Cybersecurity Skills Gap
According to ISACA’s report, the skills gap in the cybersecurity field continues to grow simultaneously with organizations struggling to hire and retain the right people. The average time it takes to hire a cybersecurity professional is no less than six months. Out of 2,000 respondents, 63% have understaffed security teams. Specifically, 46% of organizations find it the most difficult to fill legal compliance positions while 55% are struggling to fill technical privacy roles. Along with that, 60% of businesses admit that it’s hard to retain cybersecurity personnel, that’s a 7% increase since last year.
But, what are the reasons that make this niche so volatile? Why do security specialists keep leaving their workplaces in a search of something better? When researchers asked cyber workers, here’s what they found. As much as 59% leave because they are being recruited by other companies, with 48% stating poor financial incentives as a weighty reason to go. Next, limited promotion and self-development opportunities were mentioned by 47% of employees, a high level of work stress mentioned by 45% of respondents, and a lack of management support was stated by 34% of professionals.
Back to a skillset gap, the biggest gaps were identified in the field of soft skills like communication, leadership, and problem-solving (54%), and cloud computing (54%).

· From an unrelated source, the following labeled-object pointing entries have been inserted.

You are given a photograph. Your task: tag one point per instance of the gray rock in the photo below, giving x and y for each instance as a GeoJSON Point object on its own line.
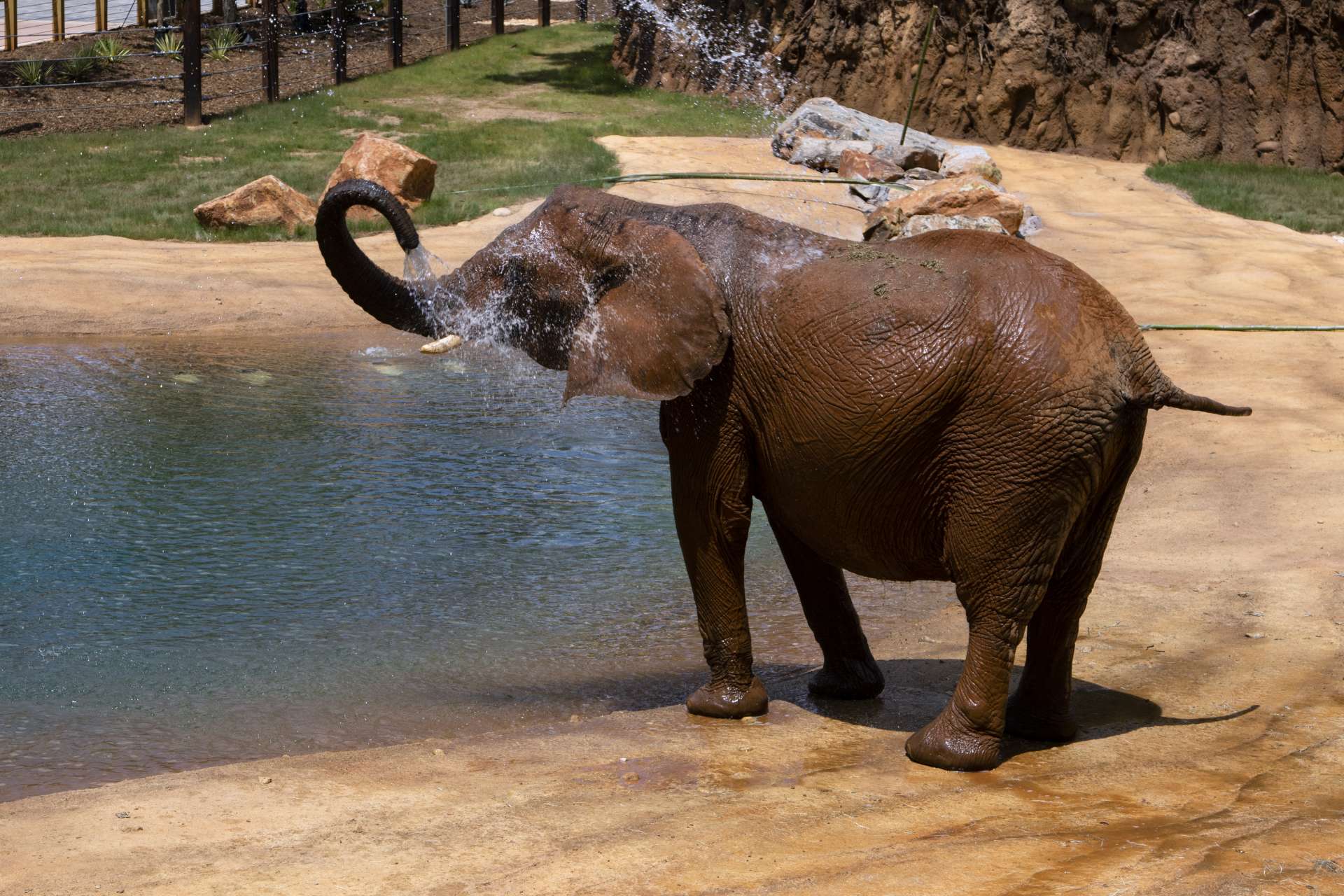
{"type": "Point", "coordinates": [969, 160]}
{"type": "Point", "coordinates": [824, 155]}
{"type": "Point", "coordinates": [923, 174]}
{"type": "Point", "coordinates": [1031, 223]}
{"type": "Point", "coordinates": [827, 120]}
{"type": "Point", "coordinates": [907, 156]}
{"type": "Point", "coordinates": [917, 225]}
{"type": "Point", "coordinates": [875, 194]}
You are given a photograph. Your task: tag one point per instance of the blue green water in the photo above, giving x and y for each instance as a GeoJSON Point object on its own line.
{"type": "Point", "coordinates": [218, 550]}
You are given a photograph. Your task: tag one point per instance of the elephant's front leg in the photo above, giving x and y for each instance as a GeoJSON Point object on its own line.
{"type": "Point", "coordinates": [713, 508]}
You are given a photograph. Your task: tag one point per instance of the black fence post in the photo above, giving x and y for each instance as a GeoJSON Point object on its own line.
{"type": "Point", "coordinates": [191, 62]}
{"type": "Point", "coordinates": [339, 41]}
{"type": "Point", "coordinates": [270, 51]}
{"type": "Point", "coordinates": [394, 13]}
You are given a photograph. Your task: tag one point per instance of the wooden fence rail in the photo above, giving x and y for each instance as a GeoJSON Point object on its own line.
{"type": "Point", "coordinates": [351, 33]}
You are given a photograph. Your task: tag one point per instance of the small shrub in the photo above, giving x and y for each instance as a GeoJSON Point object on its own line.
{"type": "Point", "coordinates": [168, 45]}
{"type": "Point", "coordinates": [222, 41]}
{"type": "Point", "coordinates": [31, 73]}
{"type": "Point", "coordinates": [111, 50]}
{"type": "Point", "coordinates": [83, 65]}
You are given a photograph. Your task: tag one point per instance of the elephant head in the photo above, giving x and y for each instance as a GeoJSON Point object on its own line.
{"type": "Point", "coordinates": [584, 285]}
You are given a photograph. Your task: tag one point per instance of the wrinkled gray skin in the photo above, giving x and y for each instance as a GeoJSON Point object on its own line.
{"type": "Point", "coordinates": [958, 406]}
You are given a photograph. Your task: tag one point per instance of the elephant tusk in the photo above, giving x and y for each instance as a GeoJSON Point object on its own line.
{"type": "Point", "coordinates": [441, 346]}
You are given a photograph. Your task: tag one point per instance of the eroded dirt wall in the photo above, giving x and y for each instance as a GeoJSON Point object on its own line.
{"type": "Point", "coordinates": [1130, 80]}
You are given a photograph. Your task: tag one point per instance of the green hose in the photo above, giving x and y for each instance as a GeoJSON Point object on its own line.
{"type": "Point", "coordinates": [1245, 328]}
{"type": "Point", "coordinates": [803, 179]}
{"type": "Point", "coordinates": [683, 175]}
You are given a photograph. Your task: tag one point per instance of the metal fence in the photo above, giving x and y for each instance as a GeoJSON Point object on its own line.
{"type": "Point", "coordinates": [204, 58]}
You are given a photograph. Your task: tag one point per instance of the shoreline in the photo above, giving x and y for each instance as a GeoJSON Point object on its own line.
{"type": "Point", "coordinates": [1208, 678]}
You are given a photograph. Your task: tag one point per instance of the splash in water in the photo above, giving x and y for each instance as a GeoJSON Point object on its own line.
{"type": "Point", "coordinates": [737, 59]}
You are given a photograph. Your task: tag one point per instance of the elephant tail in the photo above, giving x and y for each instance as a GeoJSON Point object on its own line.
{"type": "Point", "coordinates": [386, 298]}
{"type": "Point", "coordinates": [1149, 387]}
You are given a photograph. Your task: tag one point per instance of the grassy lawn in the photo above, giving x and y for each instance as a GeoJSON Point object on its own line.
{"type": "Point", "coordinates": [1306, 200]}
{"type": "Point", "coordinates": [555, 83]}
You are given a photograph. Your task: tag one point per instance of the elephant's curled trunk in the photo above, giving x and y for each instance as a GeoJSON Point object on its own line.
{"type": "Point", "coordinates": [386, 298]}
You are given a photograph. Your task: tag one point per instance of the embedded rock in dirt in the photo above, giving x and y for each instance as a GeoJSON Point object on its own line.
{"type": "Point", "coordinates": [1126, 80]}
{"type": "Point", "coordinates": [860, 164]}
{"type": "Point", "coordinates": [824, 118]}
{"type": "Point", "coordinates": [907, 156]}
{"type": "Point", "coordinates": [267, 200]}
{"type": "Point", "coordinates": [406, 174]}
{"type": "Point", "coordinates": [971, 160]}
{"type": "Point", "coordinates": [824, 155]}
{"type": "Point", "coordinates": [968, 195]}
{"type": "Point", "coordinates": [899, 226]}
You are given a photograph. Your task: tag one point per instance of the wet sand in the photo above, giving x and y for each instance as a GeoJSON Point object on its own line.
{"type": "Point", "coordinates": [1209, 672]}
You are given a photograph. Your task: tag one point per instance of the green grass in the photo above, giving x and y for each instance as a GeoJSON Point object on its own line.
{"type": "Point", "coordinates": [144, 183]}
{"type": "Point", "coordinates": [1307, 200]}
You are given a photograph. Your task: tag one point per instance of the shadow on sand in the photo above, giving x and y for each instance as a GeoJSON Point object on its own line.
{"type": "Point", "coordinates": [916, 692]}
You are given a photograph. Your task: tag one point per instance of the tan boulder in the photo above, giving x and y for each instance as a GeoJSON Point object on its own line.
{"type": "Point", "coordinates": [860, 164]}
{"type": "Point", "coordinates": [267, 200]}
{"type": "Point", "coordinates": [968, 197]}
{"type": "Point", "coordinates": [402, 171]}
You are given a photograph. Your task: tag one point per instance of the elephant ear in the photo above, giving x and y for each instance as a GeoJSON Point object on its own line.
{"type": "Point", "coordinates": [662, 327]}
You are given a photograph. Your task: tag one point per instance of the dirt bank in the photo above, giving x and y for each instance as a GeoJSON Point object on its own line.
{"type": "Point", "coordinates": [1135, 80]}
{"type": "Point", "coordinates": [1208, 676]}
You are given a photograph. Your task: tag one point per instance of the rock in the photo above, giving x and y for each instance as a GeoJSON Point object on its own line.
{"type": "Point", "coordinates": [441, 346]}
{"type": "Point", "coordinates": [872, 194]}
{"type": "Point", "coordinates": [902, 226]}
{"type": "Point", "coordinates": [924, 174]}
{"type": "Point", "coordinates": [402, 171]}
{"type": "Point", "coordinates": [824, 155]}
{"type": "Point", "coordinates": [267, 200]}
{"type": "Point", "coordinates": [907, 156]}
{"type": "Point", "coordinates": [971, 160]}
{"type": "Point", "coordinates": [824, 118]}
{"type": "Point", "coordinates": [860, 164]}
{"type": "Point", "coordinates": [968, 197]}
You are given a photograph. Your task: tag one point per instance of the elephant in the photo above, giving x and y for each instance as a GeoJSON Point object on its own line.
{"type": "Point", "coordinates": [958, 406]}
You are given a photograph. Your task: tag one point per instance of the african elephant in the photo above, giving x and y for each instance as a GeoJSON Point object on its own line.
{"type": "Point", "coordinates": [958, 406]}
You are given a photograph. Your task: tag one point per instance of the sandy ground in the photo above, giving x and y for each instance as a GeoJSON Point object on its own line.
{"type": "Point", "coordinates": [1209, 672]}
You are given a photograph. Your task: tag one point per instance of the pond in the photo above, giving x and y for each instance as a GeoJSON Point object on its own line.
{"type": "Point", "coordinates": [229, 548]}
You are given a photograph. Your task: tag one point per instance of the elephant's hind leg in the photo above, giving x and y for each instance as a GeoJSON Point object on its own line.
{"type": "Point", "coordinates": [848, 671]}
{"type": "Point", "coordinates": [1000, 587]}
{"type": "Point", "coordinates": [1041, 707]}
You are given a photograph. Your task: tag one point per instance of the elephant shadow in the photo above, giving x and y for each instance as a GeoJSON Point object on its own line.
{"type": "Point", "coordinates": [917, 691]}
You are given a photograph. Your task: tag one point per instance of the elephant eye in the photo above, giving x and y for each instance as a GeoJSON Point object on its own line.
{"type": "Point", "coordinates": [609, 279]}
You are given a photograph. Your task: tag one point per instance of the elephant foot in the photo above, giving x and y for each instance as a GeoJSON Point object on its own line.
{"type": "Point", "coordinates": [949, 743]}
{"type": "Point", "coordinates": [729, 701]}
{"type": "Point", "coordinates": [847, 680]}
{"type": "Point", "coordinates": [1030, 724]}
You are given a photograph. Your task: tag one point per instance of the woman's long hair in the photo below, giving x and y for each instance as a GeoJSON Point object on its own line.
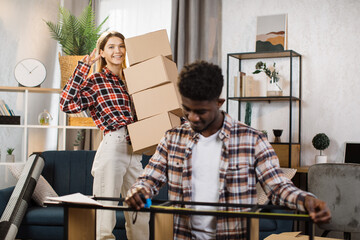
{"type": "Point", "coordinates": [100, 44]}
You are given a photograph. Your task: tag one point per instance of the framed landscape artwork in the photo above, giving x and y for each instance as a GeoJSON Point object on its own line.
{"type": "Point", "coordinates": [271, 33]}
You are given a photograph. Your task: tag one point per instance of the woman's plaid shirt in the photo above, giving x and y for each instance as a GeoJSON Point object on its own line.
{"type": "Point", "coordinates": [247, 157]}
{"type": "Point", "coordinates": [104, 94]}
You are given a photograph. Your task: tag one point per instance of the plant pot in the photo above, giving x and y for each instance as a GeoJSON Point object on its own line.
{"type": "Point", "coordinates": [320, 159]}
{"type": "Point", "coordinates": [273, 88]}
{"type": "Point", "coordinates": [277, 134]}
{"type": "Point", "coordinates": [10, 158]}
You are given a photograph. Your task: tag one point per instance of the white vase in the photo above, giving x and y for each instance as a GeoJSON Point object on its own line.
{"type": "Point", "coordinates": [273, 88]}
{"type": "Point", "coordinates": [10, 158]}
{"type": "Point", "coordinates": [320, 159]}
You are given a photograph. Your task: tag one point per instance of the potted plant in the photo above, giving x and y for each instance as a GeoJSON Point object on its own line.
{"type": "Point", "coordinates": [10, 157]}
{"type": "Point", "coordinates": [79, 140]}
{"type": "Point", "coordinates": [273, 87]}
{"type": "Point", "coordinates": [321, 142]}
{"type": "Point", "coordinates": [77, 37]}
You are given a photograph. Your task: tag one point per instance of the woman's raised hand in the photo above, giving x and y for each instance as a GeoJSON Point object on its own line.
{"type": "Point", "coordinates": [90, 60]}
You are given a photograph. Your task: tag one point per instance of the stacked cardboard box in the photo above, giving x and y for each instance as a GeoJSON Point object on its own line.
{"type": "Point", "coordinates": [151, 81]}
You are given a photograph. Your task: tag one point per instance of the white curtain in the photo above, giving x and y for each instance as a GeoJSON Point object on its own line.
{"type": "Point", "coordinates": [134, 17]}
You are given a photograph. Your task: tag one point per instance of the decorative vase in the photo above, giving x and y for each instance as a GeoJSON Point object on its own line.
{"type": "Point", "coordinates": [273, 88]}
{"type": "Point", "coordinates": [44, 118]}
{"type": "Point", "coordinates": [10, 158]}
{"type": "Point", "coordinates": [320, 159]}
{"type": "Point", "coordinates": [277, 134]}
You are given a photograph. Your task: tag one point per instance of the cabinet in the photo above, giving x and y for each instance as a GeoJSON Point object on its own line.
{"type": "Point", "coordinates": [275, 111]}
{"type": "Point", "coordinates": [29, 127]}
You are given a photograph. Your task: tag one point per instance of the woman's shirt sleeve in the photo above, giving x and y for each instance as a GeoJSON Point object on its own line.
{"type": "Point", "coordinates": [79, 92]}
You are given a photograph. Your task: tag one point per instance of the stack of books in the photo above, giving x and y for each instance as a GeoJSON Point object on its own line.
{"type": "Point", "coordinates": [80, 119]}
{"type": "Point", "coordinates": [7, 115]}
{"type": "Point", "coordinates": [5, 110]}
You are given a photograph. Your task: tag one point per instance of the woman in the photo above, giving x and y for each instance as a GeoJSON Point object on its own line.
{"type": "Point", "coordinates": [104, 93]}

How to Overcome the Cybersecurity Talent Shortage
The situation might seem critical, yet there is a number of solutions to cybersecurity talent and retention issue.
University graduates might be a lucrative source for highly skilled cybersecurity professionals. Companies should explore the possibilities of hiring students as well as college graduates without work experience for entry-level positions. Experts mention that for broadening the hiring horizons, it is most likely required to implement systemic changes in the organizations’ hiring pipelines.
Diversity in hiring seems to be another critically important issue. A recent study from Trellix shows that 91% of respondents believe that more efforts should be directed toward hiring people that represent diverse backgrounds. The research indicates that most professionals in cybersecurity are straight white males. If companies encourage specialists from minority groups and specific population groups like people with autism, veterans, and alternative genders to apply for cyber roles, they will get an incentive to come and stay in the industry.
Free education can also facilitate resolving the hiring crisis. Large multinational companies like Microsoft have already launched training programs that are conducted across the world including in under-represented regions like Asia and South Africa (that also happen to have an increased cyber threat risk). Also, they work with community colleges to bridge the skills gap.